Subsidized loans are given depending on certain qualifications that mainly deal with your income and the income of your parents. These loans have their interest paid by the government while you are attending school and for six months after you graduate. Unsubsidized loans are pretty much the same except the government doesn’t pay the interest. You are responsible for that and it will accrue while in school. It’s a great idea to pay down unsubsidized loans whenever possible.
President Obama is pushing a proposal that will change student loans beginning in 2010. Right now, students are able to get student loans from all kinds of different lenders. Many people will go to their own banks, and having all of your finances managed in the same company can be easier and more efficient. The current student loans people have are guaranteed by the government and their rate of interest won’t change based on rates determined by Congress.
The new proposal wants to eliminate the use of private lenders completely so every student loan will come directly from the government. Private lenders will probably still offer student loans but their interest rate won’t be guaranteed and may fluctuate with the economy. That has a lot of people worried. Students don’t really pay much attention to this because they are usually happy to have the money no matter where it happens to come from but those interest rates could take a heavy toll on you after graduation if you don’t pay attention to them.
Let’s face it, when you are ready to pay for college, where that money comes from isn’t the important part. We are all concerned with how much we are going to get and if it will be enough. The Obama plan is actually good news for students. The total amount of the Pell Grant is going to rise with inflation so we will see an extra $800 or so given to qualifying students. The total amount of loans available will drastically increase as well. This proposal will also make loans available at every college and university in the entire country and the total amount of loan money available will rise from $1 billion to $6 billion dollars per year.

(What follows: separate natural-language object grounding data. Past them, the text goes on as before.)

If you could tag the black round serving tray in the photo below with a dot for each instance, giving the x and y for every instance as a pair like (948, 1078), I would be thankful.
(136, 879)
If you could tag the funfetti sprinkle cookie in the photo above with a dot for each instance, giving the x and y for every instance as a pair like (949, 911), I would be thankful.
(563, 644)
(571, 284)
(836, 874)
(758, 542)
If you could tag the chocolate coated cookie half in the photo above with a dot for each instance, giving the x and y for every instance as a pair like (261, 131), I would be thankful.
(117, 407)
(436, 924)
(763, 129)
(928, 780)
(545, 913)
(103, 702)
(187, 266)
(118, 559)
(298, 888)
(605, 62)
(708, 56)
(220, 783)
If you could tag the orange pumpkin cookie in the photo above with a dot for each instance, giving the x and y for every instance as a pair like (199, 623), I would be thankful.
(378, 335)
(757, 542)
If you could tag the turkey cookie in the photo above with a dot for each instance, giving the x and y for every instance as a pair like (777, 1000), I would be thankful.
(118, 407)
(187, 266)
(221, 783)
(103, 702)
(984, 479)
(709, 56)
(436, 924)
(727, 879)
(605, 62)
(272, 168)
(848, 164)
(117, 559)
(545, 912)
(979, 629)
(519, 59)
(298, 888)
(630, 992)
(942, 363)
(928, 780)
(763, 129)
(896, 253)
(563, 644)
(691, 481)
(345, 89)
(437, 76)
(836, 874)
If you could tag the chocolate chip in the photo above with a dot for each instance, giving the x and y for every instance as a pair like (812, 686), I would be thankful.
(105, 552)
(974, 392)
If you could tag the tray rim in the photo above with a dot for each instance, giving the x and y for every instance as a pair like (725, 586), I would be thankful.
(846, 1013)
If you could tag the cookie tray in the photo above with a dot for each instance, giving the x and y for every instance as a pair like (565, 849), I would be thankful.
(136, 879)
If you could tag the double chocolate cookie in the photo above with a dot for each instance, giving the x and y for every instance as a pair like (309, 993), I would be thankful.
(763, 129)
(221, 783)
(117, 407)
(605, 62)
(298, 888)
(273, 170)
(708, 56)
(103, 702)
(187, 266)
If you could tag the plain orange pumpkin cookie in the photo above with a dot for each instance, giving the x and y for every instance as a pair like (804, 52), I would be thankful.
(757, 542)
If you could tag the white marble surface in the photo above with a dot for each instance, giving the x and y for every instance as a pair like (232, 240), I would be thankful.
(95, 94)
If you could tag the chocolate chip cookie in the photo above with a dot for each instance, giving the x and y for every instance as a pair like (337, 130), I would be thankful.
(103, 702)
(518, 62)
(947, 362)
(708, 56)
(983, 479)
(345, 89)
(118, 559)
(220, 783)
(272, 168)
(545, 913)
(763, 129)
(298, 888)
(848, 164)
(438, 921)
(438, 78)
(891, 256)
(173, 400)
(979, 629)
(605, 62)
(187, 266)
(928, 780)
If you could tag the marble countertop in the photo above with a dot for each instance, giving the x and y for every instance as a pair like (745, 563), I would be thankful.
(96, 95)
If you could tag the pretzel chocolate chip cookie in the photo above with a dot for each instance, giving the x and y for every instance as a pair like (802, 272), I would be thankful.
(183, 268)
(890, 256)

To get down to the real facts of this proposal. Students are going to benefit no matter where they are attending school or plan on attending school. With extra money coming from grants and loans, students will be able to take more classes per semester and have the ability to graduate sooner. This is especially important or older students with families who couldn’t afford to take too many classes at once because loans just wouldn’t quite cover everything.
The best advice you need to remember when it comes to student loans is simple: don’t take more than you need. It’s easy to see that you are approved for $5000 when you only have $3500 in expenses but you should only take what you need for books and necessary expenses. Remember, you DO have to pay this money back.